Abeille 3D met à disposition ces deux filaments avec devis instantané et réglages machine adaptés au matériau retenu.
Foire aux questions
Le TPU est-il meilleur que le PLA pour l’impression 3D ?
Le TPU n’est pas supérieur au PLA dans l’absolu. La comparaison dépend toujours de l’usage visé. Le TPU est à privilégier quand la pièce doit rester flexible, encaisser les chocs, conserver une bonne résistance à l’abrasion ou supporter une température d’environ 80 °C, avec une tenue correcte face à certains agents chimiques.
À l’inverse, le PLA reste le choix le plus simple pour des prototypes visuels, des pièces décoratives ou une validation de forme dès les premiers essais de validation. Il passe sur la majorité des imprimantes 3D avec peu de réglages, une couche souvent propre dès les premiers essais et une finition plus facile à obtenir.
Quels sont les inconvénients du TPU en impression 3D ?
Les inconvénients du TPU sont très concrets. Ce filament souple se guide mal dans un système Bowden, avec des risques de bourrage plus fréquents. Un extrudeur direct drive reste donc préférable selon la contrainte technique, surtout sur des pièces en caoutchouc technique ou à forte élasticité.
Ensuite, l’impression 3D en TPU demande plus de patience : la vitesse reste souvent limitée entre 20 et 40 mm/s. Le matériau est aussi hygroscopique.
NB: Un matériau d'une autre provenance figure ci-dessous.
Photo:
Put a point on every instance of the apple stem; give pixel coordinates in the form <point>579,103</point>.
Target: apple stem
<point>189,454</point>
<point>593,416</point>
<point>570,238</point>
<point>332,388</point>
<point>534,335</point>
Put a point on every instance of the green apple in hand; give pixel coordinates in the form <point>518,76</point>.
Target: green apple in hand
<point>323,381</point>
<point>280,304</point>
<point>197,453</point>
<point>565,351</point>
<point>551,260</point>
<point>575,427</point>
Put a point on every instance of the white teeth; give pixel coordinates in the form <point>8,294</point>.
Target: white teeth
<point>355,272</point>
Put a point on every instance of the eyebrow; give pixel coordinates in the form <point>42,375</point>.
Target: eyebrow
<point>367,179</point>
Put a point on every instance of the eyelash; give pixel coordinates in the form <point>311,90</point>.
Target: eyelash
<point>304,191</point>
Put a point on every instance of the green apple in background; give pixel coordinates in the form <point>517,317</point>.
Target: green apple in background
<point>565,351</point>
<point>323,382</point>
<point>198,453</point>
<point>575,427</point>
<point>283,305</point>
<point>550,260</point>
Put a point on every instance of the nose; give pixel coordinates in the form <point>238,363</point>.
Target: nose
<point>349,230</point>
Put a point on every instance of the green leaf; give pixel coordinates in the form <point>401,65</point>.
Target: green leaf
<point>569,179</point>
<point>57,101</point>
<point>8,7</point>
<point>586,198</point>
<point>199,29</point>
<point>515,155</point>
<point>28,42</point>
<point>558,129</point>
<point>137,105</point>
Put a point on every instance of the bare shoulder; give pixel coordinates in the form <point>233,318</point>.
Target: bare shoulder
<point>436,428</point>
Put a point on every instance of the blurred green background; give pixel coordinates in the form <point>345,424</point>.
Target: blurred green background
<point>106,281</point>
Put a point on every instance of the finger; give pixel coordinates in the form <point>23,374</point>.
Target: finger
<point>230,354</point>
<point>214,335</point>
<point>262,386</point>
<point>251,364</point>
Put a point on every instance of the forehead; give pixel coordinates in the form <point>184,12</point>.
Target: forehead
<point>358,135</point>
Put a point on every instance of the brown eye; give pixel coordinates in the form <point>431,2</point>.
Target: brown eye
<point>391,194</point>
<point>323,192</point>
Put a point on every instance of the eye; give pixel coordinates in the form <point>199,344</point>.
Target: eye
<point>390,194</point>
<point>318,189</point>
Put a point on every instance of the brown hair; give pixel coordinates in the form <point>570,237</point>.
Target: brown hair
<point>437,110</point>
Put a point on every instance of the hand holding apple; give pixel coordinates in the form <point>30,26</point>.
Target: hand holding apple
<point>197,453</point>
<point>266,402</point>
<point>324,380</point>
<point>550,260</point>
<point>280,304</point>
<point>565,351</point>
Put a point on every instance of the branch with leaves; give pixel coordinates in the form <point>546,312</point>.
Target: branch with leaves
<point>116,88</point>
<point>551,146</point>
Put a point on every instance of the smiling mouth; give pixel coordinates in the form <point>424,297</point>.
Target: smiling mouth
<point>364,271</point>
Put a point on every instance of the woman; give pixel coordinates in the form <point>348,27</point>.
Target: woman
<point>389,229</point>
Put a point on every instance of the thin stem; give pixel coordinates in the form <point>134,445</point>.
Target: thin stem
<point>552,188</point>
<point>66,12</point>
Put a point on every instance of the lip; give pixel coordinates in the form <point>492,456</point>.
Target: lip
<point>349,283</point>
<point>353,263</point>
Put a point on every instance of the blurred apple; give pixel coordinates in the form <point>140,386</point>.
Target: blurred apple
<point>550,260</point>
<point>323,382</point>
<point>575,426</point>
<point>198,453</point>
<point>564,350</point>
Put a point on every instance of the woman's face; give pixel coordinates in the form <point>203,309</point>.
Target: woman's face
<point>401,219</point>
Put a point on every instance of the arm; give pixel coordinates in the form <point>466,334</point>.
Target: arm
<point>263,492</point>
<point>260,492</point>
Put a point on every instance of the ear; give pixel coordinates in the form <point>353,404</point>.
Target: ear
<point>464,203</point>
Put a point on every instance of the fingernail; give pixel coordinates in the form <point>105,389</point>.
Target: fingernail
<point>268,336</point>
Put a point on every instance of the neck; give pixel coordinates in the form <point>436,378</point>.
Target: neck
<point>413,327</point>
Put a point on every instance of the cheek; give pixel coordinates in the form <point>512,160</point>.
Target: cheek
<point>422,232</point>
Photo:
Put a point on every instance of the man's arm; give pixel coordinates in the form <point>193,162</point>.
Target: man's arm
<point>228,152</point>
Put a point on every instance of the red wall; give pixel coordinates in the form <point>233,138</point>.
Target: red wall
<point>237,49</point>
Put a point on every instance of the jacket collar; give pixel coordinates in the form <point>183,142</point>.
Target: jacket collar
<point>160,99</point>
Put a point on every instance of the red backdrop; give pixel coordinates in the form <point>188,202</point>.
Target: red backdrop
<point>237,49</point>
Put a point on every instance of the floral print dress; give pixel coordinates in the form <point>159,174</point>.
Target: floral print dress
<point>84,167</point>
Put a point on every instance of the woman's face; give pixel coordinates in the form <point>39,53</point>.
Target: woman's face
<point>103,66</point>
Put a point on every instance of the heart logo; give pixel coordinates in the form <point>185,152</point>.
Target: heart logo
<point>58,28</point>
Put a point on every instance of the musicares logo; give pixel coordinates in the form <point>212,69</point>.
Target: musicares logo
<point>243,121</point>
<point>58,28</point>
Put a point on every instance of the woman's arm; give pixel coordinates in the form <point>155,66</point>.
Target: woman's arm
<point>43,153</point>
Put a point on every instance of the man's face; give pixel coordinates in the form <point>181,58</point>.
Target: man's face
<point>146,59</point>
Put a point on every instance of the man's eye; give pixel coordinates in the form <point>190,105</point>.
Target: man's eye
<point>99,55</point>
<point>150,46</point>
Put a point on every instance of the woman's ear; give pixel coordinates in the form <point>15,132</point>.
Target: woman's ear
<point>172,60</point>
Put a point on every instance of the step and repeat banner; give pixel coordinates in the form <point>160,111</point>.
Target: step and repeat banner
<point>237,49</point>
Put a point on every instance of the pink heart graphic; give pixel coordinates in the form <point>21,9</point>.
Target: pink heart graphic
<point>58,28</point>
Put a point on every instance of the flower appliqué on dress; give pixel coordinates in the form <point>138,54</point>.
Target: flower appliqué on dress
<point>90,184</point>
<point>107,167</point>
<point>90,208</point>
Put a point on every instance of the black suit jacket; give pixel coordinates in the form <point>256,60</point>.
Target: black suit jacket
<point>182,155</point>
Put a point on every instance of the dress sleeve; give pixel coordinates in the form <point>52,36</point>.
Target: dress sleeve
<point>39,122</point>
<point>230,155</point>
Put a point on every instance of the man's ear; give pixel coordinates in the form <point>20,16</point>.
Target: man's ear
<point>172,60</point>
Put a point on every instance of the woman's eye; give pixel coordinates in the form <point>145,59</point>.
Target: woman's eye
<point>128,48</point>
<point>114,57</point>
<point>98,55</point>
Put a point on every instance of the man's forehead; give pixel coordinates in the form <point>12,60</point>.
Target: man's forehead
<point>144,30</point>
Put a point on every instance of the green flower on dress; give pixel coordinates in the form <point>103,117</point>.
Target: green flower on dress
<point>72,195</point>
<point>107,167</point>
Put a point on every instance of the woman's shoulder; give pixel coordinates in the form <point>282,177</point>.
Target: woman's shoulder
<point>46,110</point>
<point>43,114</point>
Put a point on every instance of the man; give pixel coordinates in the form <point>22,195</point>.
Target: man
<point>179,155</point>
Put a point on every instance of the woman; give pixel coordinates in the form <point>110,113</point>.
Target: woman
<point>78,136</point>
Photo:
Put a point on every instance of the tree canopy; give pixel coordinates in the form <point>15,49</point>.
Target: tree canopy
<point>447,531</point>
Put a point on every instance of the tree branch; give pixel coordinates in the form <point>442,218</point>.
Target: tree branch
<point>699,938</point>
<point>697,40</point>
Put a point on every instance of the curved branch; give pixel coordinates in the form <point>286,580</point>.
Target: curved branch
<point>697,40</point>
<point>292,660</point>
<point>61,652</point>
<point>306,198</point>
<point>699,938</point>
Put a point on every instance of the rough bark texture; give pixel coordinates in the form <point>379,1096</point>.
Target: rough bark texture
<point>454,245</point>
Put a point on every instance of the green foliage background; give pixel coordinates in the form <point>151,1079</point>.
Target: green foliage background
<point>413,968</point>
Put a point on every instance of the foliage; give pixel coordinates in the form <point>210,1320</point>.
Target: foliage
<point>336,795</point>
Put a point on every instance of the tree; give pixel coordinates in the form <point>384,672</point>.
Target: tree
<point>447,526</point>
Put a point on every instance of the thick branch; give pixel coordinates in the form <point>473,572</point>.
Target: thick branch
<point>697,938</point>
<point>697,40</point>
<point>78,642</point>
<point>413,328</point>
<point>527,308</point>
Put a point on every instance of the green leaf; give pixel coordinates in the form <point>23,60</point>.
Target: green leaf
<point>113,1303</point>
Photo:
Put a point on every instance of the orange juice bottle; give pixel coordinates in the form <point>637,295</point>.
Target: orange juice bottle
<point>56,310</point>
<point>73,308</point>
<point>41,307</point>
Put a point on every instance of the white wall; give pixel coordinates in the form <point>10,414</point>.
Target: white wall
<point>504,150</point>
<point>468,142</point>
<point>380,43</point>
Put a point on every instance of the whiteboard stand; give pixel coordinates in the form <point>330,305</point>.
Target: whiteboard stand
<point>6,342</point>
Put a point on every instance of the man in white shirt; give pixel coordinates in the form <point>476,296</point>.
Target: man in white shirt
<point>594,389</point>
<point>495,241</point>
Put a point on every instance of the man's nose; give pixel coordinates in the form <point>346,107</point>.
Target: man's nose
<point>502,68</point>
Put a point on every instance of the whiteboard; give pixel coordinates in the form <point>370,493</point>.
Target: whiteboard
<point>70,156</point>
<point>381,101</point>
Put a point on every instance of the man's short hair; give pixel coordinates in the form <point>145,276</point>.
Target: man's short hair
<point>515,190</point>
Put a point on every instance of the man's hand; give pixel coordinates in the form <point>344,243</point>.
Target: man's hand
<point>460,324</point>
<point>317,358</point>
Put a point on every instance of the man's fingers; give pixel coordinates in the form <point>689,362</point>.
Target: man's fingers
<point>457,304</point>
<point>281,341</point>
Un séchage de 4 à 6 heures à 50 °C avant impression réduit nettement les fils, les défauts de couche et les écarts de finition.
Dernier point, souvent sous-estimé : la post-production. Le ponçage est peu efficace sur une matière flexible, et une peinture non formulée pour élastomère peut craqueler dès que la pièce fléchit.
Quels sont les avantages du TPU par rapport au PLA ?
Face au PLA, le TPU apporte des avantages bien ciblés. Son élasticité est réelle, avec un rebondissement mesuré à 63 %, et sa résistance aux chocs comme à l’abrasion rappelle celle du caoutchouc. Il garde aussi de meilleures propriétés sous chaleur, jusqu’à 80 °C, avec une bonne tenue aux huiles et aux graisses.
En complément, ce matériau offre une cohésion entre chaque couche plus favorable sur des parois fines inférieures à 1 mm. Il supporte mieux l’humidité et les UV, ce qui le rend plus durable en extérieur pendant plusieurs mois. Joints, semelles ou protections : autant de cas d’usage où le PLA atteint vite ses limites de résistance.